Today is another blog carnival about sexual violence. This edition is hosted at Marcella's blog, Abyss2Hope In keeping with the occasion Marj Blog Against Sexual Violence: The Link to Child Sexual Abuse posted a personal account that clearly shows the link between being a childhood victim going on to be victimized as an adult.
That has been my history as well. Just growing up and getting away from an abusive home did not save me from being abused. It set me up for further abuse. Until I learned how to undo all of the old programming that came along with my victimization, I was helpless. I didn't have the skills to help myself but I had a fully functioning set of old messages that kept me trapped and set me up for further victimization.
My adult history with victimization is extensive. Not only did I marry two different men who turned out to be batters and child molesters, I have been raped many times. All of those were by men I knew. I'm actually not even sure how many times I was raped.
I believe the reason for this extensive history is directly related to the extremes I suffered as a child. I learned that shutting down when trapped actually served me the best as a child. Fighting off any assault would only make matters much worse for me. So as an adult if I felt trapped, I shut down and let whatever happen. I was totally unable to protect myself.
Reading Marj's post and her feelings of guilt that some how this was her fault reminded me of one specific incident that has been particularly hard for me to come to terms with. Just like Marj, I thought it was my fault. It is a particularly convoluted story that maybe even some will see as my fault because of some of the details. I assure you, this was not then and never will be something that I wanted to happen to me or that I would have participated in willingly.
Not long after I got out of high school, I met a young man at a club. He was a professional baseball player with our local team, the Seattle Rainiers. He walked up to me and asked me when I was going to marry him. From there he spun of web of deceit that totally sucked me in. Only after I was well ensnared in his web did I learn this man was married.
Even then, he told me lies and I believed them. I was so desperate for someone to truly love me that I couldn't see the truth. I continued to date this man (until this incident) even though I knew he was married believing that he was in the process of getting a divorce. Of course, it turned out that I found out later that nothing was farther from the truth.

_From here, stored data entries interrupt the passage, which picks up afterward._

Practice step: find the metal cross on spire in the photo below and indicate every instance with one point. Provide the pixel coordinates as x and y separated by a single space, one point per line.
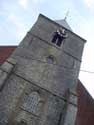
67 13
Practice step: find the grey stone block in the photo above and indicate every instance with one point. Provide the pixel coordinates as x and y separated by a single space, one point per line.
3 77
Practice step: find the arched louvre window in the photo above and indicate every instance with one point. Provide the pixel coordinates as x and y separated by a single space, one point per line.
31 102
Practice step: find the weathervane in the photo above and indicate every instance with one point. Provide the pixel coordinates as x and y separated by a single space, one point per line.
67 13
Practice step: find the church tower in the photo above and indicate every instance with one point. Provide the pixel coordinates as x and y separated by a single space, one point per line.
38 82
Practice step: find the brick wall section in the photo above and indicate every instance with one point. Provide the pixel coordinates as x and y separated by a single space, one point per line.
5 52
85 115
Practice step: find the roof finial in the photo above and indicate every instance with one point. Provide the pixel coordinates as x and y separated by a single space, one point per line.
67 13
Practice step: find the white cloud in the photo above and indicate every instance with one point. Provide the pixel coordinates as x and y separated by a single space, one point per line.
89 3
37 1
24 3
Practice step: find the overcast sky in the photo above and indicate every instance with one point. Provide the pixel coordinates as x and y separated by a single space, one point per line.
18 16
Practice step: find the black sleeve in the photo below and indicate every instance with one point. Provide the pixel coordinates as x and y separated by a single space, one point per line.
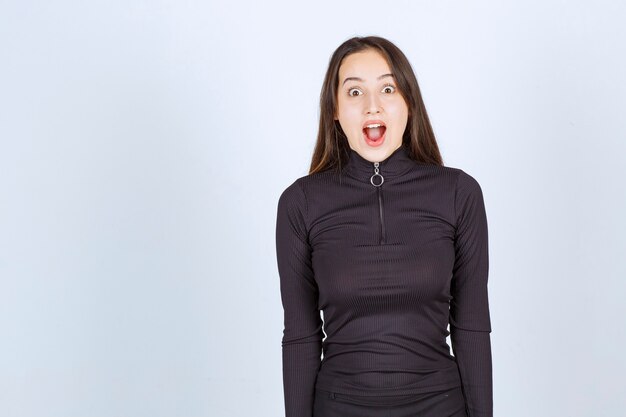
470 324
302 334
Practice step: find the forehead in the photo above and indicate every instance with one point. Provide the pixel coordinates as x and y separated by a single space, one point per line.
368 65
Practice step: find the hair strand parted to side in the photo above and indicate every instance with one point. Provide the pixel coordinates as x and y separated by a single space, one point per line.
332 149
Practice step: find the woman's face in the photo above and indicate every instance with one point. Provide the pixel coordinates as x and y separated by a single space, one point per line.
367 96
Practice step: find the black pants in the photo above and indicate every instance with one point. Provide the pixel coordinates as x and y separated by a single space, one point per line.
446 403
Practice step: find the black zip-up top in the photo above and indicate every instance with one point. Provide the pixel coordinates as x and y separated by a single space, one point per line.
391 252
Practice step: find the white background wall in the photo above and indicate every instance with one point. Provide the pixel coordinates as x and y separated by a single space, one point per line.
144 144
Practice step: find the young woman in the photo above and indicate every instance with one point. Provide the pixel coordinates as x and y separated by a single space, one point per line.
392 247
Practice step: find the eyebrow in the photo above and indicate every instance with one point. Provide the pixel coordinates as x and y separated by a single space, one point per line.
361 79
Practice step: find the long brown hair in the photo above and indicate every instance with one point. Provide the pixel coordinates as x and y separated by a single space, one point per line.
332 149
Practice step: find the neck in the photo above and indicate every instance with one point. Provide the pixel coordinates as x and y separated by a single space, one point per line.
396 164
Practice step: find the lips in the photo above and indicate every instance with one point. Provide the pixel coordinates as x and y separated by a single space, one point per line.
374 130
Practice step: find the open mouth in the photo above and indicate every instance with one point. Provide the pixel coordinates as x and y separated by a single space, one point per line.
374 131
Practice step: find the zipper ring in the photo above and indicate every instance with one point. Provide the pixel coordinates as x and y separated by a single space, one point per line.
381 180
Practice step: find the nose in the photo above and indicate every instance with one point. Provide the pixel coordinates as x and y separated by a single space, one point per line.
373 104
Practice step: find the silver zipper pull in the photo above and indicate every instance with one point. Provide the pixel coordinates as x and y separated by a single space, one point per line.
377 174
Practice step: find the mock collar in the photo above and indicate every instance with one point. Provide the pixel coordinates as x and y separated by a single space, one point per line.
393 166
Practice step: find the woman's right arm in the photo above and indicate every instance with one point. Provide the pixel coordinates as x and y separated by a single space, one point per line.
302 334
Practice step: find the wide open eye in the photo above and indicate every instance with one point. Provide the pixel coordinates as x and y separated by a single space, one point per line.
354 90
389 89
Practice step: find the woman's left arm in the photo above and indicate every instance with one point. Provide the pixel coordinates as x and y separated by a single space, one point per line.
470 324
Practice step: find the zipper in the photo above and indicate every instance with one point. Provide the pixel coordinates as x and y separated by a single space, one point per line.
379 193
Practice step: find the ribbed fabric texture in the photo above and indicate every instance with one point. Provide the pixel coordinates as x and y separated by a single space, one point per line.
390 267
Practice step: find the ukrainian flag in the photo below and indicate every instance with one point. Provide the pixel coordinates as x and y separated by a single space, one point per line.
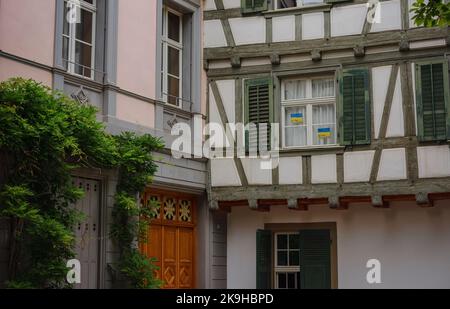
297 118
324 132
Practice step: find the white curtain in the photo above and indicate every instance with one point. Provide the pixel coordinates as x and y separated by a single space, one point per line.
295 90
324 118
295 132
323 88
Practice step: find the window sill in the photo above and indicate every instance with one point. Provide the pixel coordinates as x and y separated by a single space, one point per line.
305 151
323 7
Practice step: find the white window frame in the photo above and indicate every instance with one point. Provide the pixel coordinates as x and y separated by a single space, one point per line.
70 62
307 102
166 43
284 269
299 4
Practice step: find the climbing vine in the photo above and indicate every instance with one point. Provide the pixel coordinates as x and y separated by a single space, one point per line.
44 137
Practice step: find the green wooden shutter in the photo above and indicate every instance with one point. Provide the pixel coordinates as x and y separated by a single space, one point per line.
432 101
355 107
315 259
263 259
252 6
258 108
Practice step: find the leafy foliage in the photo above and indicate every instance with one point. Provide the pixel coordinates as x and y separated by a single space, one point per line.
44 136
431 13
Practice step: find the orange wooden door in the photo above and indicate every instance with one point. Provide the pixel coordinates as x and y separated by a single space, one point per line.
171 238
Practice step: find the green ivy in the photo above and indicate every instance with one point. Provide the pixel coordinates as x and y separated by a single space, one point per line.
44 137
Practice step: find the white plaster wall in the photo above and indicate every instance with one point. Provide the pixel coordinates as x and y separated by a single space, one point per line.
248 30
231 4
390 15
255 174
218 139
227 93
213 34
324 169
396 124
392 165
434 161
224 173
413 71
291 171
412 243
358 166
313 26
341 17
380 82
283 28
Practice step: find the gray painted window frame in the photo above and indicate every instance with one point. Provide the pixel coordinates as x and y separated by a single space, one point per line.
191 89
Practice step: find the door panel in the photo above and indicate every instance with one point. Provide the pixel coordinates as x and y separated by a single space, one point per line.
171 238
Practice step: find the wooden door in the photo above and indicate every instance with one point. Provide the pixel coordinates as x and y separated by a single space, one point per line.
171 238
87 233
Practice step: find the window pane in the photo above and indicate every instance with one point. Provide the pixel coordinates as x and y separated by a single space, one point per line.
282 281
173 90
84 28
294 258
294 90
294 241
83 55
174 27
292 281
323 88
282 258
295 123
174 61
282 241
324 124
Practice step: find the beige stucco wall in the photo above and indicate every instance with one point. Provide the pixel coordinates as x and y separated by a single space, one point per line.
27 29
135 111
137 47
412 244
11 68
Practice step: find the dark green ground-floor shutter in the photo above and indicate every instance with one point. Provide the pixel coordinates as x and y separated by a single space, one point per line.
315 259
263 259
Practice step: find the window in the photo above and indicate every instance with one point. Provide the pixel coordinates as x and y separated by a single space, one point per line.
432 101
355 109
258 112
251 6
172 55
283 4
78 50
287 261
309 112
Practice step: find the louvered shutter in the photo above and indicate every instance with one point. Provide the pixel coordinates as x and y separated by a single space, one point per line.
263 259
315 259
432 100
252 6
259 110
355 109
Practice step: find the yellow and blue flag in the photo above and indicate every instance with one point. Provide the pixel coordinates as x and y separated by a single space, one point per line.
297 118
324 132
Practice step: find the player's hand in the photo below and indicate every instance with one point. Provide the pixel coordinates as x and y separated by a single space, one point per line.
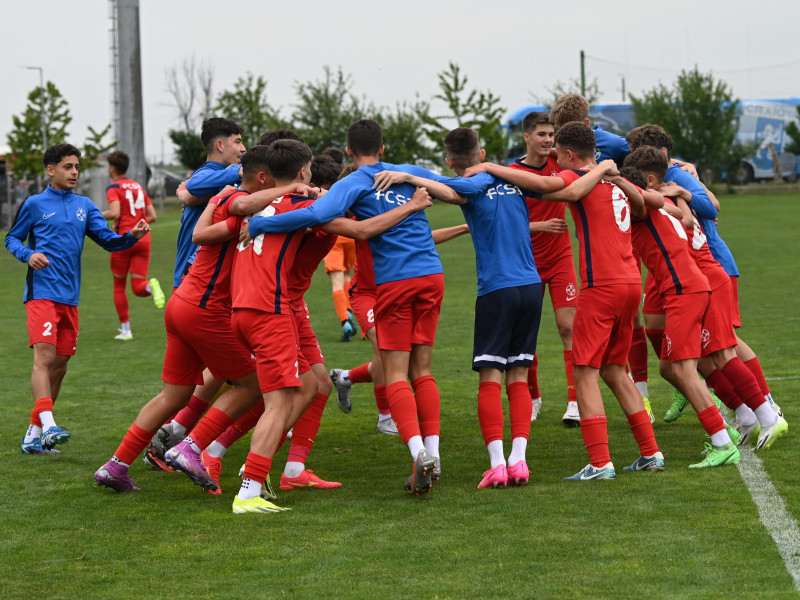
553 226
38 261
475 169
140 229
420 200
244 234
386 179
609 166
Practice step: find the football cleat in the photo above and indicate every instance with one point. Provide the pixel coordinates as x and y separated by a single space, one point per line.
496 478
518 473
768 436
647 463
571 418
674 412
115 476
53 436
158 295
342 390
718 456
649 409
307 479
214 467
183 458
388 427
35 447
749 433
536 406
256 504
589 473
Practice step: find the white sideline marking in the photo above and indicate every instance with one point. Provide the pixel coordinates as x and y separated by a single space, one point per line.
778 522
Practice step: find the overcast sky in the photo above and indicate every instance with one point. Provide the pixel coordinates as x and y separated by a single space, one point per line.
394 51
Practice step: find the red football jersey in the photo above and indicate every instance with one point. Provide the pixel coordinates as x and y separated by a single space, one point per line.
603 222
364 274
208 283
662 243
261 268
546 246
133 201
313 248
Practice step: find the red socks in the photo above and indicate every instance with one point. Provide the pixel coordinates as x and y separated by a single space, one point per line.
133 443
642 430
490 411
595 436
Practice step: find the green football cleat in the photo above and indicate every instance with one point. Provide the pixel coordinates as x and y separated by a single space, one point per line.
255 505
679 402
718 456
158 295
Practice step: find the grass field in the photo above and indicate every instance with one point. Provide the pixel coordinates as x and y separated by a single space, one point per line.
676 534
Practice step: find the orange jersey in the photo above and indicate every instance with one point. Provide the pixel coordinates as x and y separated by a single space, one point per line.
133 202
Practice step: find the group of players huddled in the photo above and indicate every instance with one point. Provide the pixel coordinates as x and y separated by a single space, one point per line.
257 223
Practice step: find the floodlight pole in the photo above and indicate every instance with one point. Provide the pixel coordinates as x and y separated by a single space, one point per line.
41 103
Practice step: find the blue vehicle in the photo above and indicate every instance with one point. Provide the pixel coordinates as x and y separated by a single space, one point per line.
762 122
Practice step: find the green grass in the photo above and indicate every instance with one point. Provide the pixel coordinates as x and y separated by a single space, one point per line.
676 534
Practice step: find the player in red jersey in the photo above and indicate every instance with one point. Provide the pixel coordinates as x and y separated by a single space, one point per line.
552 251
199 335
609 297
723 369
128 204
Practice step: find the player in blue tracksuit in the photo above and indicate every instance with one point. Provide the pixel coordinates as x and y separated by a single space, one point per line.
223 141
55 223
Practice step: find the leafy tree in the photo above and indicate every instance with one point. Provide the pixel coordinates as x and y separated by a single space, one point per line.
25 138
466 108
701 115
247 105
793 132
326 108
188 147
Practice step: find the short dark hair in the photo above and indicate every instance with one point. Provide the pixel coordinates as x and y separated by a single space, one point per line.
55 154
325 170
254 161
569 108
463 147
649 160
285 158
578 137
336 154
650 135
120 161
273 135
215 128
364 137
634 175
533 119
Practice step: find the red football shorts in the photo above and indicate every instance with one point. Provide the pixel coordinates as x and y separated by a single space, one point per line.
342 256
718 332
407 312
53 323
559 276
363 304
653 301
603 327
683 335
198 338
309 345
737 317
134 260
274 341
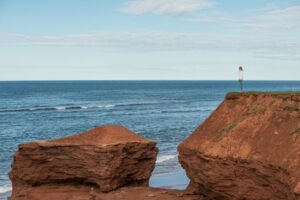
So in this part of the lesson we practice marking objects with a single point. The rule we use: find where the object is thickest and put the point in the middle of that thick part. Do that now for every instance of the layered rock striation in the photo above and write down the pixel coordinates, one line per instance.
(104, 158)
(249, 148)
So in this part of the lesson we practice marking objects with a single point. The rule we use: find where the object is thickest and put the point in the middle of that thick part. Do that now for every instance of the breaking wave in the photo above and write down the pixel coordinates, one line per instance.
(83, 107)
(165, 158)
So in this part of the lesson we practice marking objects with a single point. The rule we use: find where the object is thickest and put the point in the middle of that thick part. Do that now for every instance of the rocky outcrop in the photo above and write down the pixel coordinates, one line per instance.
(104, 158)
(249, 148)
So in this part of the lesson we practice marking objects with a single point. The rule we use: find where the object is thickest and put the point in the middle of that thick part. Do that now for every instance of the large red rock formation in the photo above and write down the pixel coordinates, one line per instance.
(249, 148)
(84, 192)
(105, 158)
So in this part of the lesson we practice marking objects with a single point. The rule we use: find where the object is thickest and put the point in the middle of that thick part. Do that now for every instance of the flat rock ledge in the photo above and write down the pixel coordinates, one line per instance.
(104, 158)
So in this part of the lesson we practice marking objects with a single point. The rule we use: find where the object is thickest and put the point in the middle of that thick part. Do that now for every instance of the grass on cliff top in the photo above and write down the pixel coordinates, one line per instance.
(233, 95)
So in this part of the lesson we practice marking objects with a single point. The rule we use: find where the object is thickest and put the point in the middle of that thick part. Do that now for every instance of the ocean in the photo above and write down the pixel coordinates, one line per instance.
(165, 111)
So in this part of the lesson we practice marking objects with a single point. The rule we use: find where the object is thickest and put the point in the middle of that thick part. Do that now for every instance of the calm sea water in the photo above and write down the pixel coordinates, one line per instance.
(165, 111)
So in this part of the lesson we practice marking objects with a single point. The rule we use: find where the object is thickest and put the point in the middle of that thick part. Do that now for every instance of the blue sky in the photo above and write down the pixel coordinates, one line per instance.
(149, 39)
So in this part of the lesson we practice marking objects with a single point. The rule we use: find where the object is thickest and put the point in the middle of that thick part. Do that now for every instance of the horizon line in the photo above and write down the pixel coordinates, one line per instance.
(66, 80)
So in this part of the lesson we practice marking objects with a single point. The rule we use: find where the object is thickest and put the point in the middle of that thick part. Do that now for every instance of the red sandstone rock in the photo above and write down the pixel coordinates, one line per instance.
(105, 158)
(249, 148)
(83, 192)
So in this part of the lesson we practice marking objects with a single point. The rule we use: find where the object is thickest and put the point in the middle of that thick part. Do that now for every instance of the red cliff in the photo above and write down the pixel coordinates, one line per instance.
(249, 148)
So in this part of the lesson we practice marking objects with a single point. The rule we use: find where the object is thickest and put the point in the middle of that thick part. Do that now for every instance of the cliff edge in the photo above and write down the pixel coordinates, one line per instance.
(249, 148)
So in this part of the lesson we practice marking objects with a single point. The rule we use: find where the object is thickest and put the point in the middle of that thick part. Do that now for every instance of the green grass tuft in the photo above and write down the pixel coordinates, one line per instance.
(257, 110)
(235, 95)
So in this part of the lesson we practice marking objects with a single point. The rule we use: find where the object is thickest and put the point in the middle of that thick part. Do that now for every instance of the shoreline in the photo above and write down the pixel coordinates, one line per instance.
(173, 180)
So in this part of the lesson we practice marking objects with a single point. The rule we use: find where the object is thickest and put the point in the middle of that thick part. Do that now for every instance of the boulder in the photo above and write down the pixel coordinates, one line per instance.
(105, 158)
(249, 148)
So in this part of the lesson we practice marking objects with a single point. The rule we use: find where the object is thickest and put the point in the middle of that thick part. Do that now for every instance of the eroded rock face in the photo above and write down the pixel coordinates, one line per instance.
(106, 158)
(249, 148)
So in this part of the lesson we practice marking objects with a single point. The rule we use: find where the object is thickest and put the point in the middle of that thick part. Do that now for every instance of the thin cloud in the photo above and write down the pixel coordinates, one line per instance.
(173, 7)
(265, 19)
(163, 41)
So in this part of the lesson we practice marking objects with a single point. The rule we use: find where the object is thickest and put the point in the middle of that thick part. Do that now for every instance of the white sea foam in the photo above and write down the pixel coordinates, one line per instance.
(5, 188)
(109, 106)
(60, 108)
(165, 158)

One night he talked me into bringing one of my friends along as a date for his best friend (also a ball player on the team). I don't even remember what we did that night until the part where we went back to their place. The baseball player's friend was pressuring my friend to have sex with him. She was adamant that she didn't want to. He wasn't happy so he complained about it to my date.
I can't even tell you how it got from there to my date throwing me onto a bed but it did. The other player grabbed my friend and forced her to watch as my legs were yanked apart and the crotch of my slacks split wide open from the force. My "date" then threw himself on top of me and had sex with me telling my friend that I liked it.
I was appalled! BUT some part of me had sex with him. Some part of me kicked into gear and protected me from further harm by pretending it was ok when really it was never OK. The coping mechanism of going along with whatever happens no matter what kicked in and sold me down the river. The whole time the only screaming and fighting that happened was in my head. I was unable to move but the noise in my head was deafening.
I believe my friend ran from the room. I really don't know. I believe for many years she thought I was ok with the behavior in that house that day. As much as I know I did not fight him, I also know it was never OK with me, not even the part that took over and didn't fight thought it was OK. She knew it was wrong and she felt humiliated as well.
This was one of my best friends in the world. We didn't talk about that incident for many, many years. I can't even remember how it came up but when it did, I told her I was raped. Being the friend that she is she never doubted me for a moment, but I have doubted me. Even understanding that I am a multiple and how my system works has not helped me put this memory away where it belongs. I know in my head that I wasn't responsible for this but I still feel like I am.
Incidents like this are the legacy of abuse left untreated and unhealed. As extensive as my healing is, I still struggle with healing from this thing but I no longer am victim of situations like this. That, to me, is what is so important about the healing work and getting through all of those old messages. I may still feel guilt about something that wasn't my fault but I no longer experience those kinds of situations. I know have the skills to protect myself and there will be no more episodes like this in my future.